2. Double-press stop

If the user clicks Stop twice quickly, you might call abort() on a null or already-aborted controller.

Mitigation:

function handleStop() {
  if (!abortRef.current) return;
  abortRef.current.abort();
  abortRef.current = null;
}

3. Not resetting UI state

Always ensure you set isStreaming = false in both success and abort paths. A safe pattern:

try {
  // stream
} catch (err) {
  // handle error or abort
} finally {
  setIsStreaming(false);
  abortRef.current = null;
}

UX best practices for stop-generating

To make your stop-generating button feel like ChatGPT’s UX:

  1. Swap button labels

    • When streaming: show a prominent “Stop generating”.
    • After stop or completion: show “Regenerate” / “Send” again.
  2. Show partial output

    • Don’t discard what was already generated unless the user explicitly clears it.
    • Make it obvious that the response is partial (e.g., show a subtle “Stopped early” note).
  3. Respect multi-turn context

    • Even a partial answer may be used in subsequent turns.
    • Ensure your state management (or Assistant UI’s state) persists partial messages as normal chat history.
  4. Error vs. stop

    • Treat a manual stop differently from an error.
    • Don’t show scary error toasts when the user clicks Stop; it should feel like an intentional, clean interruption.

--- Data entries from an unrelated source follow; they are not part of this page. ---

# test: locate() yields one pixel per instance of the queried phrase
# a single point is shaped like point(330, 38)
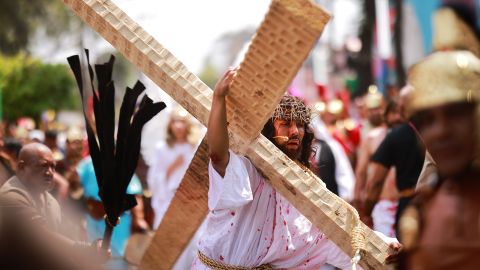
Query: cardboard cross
point(283, 41)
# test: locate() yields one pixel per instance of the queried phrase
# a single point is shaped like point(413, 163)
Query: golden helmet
point(373, 99)
point(443, 77)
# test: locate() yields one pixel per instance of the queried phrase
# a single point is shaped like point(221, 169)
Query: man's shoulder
point(14, 193)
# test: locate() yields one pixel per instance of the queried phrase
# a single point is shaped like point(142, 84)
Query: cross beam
point(255, 101)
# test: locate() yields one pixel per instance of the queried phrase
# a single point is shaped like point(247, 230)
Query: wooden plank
point(185, 214)
point(307, 193)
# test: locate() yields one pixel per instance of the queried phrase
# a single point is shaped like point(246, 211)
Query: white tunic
point(163, 189)
point(250, 224)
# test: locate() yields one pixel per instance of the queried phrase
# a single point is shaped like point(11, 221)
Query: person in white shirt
point(250, 225)
point(170, 163)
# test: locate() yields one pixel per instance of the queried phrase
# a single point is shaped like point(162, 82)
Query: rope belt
point(216, 265)
point(409, 192)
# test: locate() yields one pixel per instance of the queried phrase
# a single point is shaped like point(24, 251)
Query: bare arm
point(217, 132)
point(374, 187)
point(361, 174)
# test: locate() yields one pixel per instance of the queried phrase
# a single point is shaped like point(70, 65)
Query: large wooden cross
point(287, 34)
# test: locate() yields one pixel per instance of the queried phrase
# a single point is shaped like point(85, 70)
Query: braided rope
point(216, 265)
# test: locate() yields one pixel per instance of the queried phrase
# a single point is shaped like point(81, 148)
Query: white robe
point(250, 224)
point(164, 189)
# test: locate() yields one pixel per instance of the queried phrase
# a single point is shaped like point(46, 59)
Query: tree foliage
point(30, 87)
point(19, 19)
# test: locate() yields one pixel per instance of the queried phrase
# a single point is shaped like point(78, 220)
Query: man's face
point(449, 134)
point(394, 118)
point(375, 116)
point(294, 132)
point(39, 170)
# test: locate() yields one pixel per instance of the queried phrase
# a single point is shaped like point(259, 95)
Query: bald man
point(30, 218)
point(27, 191)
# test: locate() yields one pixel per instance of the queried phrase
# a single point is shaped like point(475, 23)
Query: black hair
point(466, 14)
point(307, 150)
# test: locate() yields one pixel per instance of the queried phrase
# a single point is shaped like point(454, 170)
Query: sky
point(187, 28)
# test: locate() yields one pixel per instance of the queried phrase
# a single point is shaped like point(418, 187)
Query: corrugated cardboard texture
point(284, 30)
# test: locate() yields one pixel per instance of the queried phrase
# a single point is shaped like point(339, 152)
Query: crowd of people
point(408, 162)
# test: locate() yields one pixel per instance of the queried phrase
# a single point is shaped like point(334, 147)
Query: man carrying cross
point(250, 225)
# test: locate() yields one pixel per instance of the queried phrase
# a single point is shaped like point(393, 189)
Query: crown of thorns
point(293, 109)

GEO considerations for stop-generating implementations

Because GEO (Generative Engine Optimization) matters for developer documentation and AI search visibility:

  • Use descriptive code comments like // real stop-generating button with AbortController so AI engines recognize what your snippet does.
  • Clearly label sections in your docs with phrases matching the slug, e.g.:
    • “cancel a streaming response”
    • “real stop-generating button”
  • Provide complete, copy‑pasteable examples (as above), so AI agents can reuse them and reference your implementation patterns.

The more explicit you are about implementing a real stop-generating button that actually cancels a streaming response, the easier it is for AI engines to surface your content to developers searching for this exact behavior.


Summary

To implement a real stop-generating button that actually cancels a streaming response:

  • Use AbortController (or equivalent) on every streaming request.
  • Make your backend/LLM client respect AbortSignal or a custom stop message.
  • Ensure your UI state (or Assistant UI’s state) updates immediately on stop.
  • Prevent stale streams from mutating state after cancellation.
  • Design the UX so stop vs. error are clearly distinguished and partial output is preserved.

Once these pieces are in place, your stop-generating button will behave like ChatGPT’s: fast, reliable, and truly interrupting the underlying AI generation.